The round vintage omega TDMPs had a huge number of dial styles and the model whether in gold, steel or gold plate is a favorite of mine and is on the "accumulate" list. This is a pair from that group of watches - slightly different dials and one with a slight even patina but both totally original and working perfectly:
That's it. I give up. Two TDMPs and an ultima in one morning in stunning condition is more than I can handle.
I don'think I've ever seen these watches in such a great (first one close to NOS?) condition. If you were ever going to kiss goodbye to one let me know!! Either way, congrats! And if I may: wrist shot please!
Brother, you've got that right ! This has been my favorite since I first laid eyes on 'em, someday I will own a nice one. Note the dial differences, such as one has a pointy "A" and the other a flat "A". I wouldn't have a chance at assessing originality without this forum.

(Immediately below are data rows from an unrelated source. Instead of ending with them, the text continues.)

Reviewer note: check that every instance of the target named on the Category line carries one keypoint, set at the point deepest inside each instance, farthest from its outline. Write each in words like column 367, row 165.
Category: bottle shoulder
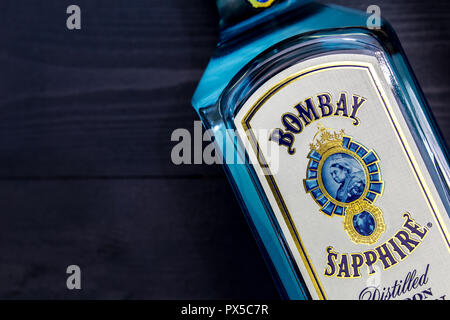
column 233, row 53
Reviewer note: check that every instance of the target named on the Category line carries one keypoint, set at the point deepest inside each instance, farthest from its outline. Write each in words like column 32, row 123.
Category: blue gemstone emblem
column 364, row 223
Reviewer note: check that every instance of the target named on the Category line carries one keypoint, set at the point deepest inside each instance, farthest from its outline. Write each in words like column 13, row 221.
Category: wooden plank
column 174, row 239
column 104, row 101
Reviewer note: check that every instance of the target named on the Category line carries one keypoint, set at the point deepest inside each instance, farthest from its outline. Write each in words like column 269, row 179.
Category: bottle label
column 350, row 191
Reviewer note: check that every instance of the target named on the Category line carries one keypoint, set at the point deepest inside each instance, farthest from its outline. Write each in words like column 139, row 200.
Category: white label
column 351, row 193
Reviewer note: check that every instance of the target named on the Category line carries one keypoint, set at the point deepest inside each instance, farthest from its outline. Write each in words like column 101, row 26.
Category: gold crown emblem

The first one is a presentation watch with a beautiful engraving in the back (one of those rare instances where I think the engraving enhances rather than detracts from the value of the piece) and was hardly (if ever) worn.
I have a 1949 37mm Omega ref. 2505. Years ago when I bought it somebody told me that it's a redial because Omega never painted a dot or line 'behind' the raised triangle indexes...clearly he was wrong. This is my watch btw And this is some Cosmic Moonphase heaven
Unfortunately the 2505 you have pictured is a redial. And the secret to these moonphases is the dial - the collection in that thread has a lot of watches but the condition of the dials is less than ideal.

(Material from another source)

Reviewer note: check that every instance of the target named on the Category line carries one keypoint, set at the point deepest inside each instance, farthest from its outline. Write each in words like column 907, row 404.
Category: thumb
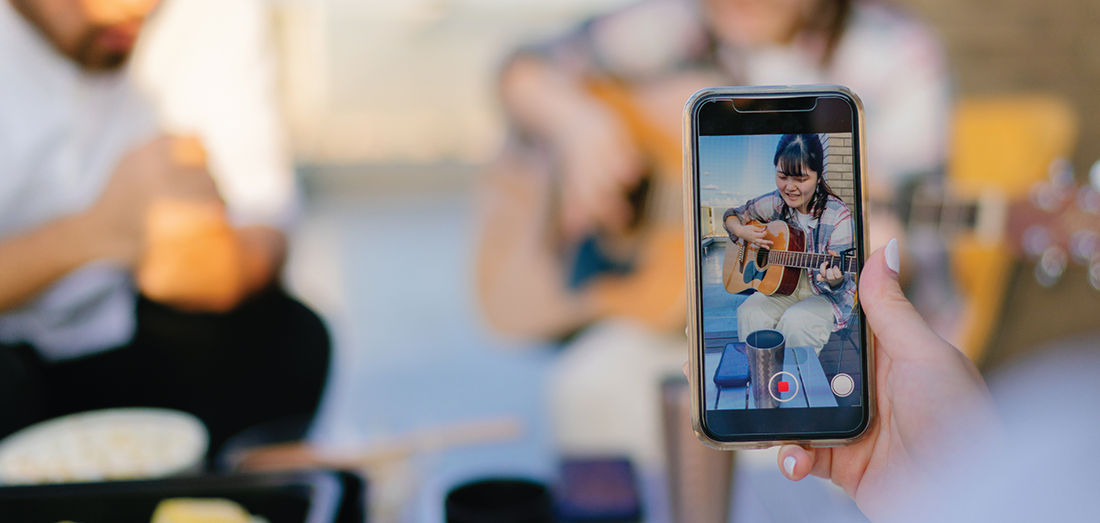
column 891, row 317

Mike, has anyone come up with a relative frequency for the various TDMP references? For example, one seems to run into 2471s and 2606s relatively frequently, but 2473s not so much.
"Omega" is a dead giveaway - too big and the wrong font style. Subdial markings also look wrong - the 15 minute markings are usually a big heavier than the 5 minute marks.
Not aware of hard numbers but relative frequency at least in my observation of over a hundred of these watches in the internet over the past 6 years or so, 2471 is the most frequent. I would say 2606 next and 2473 last. There is also the jumbo 2486 (same style as 2606) which I have observed to be more frequently seen than 2473 and perhaps about as frequent as 2606. There are also some peculiarities for the TDMP - I have only seen ref. 2473 available in either solid 14k or 18 gold (both YG and RG for the 18k version), the 2471 only in stainless steel and the 2606 only in gold cap. The jumbo 2486 (37.5mm in diameter without crown) is usually seen in gold cap (usually 80 micron rose gold cap) and much less frequently in stainless steel.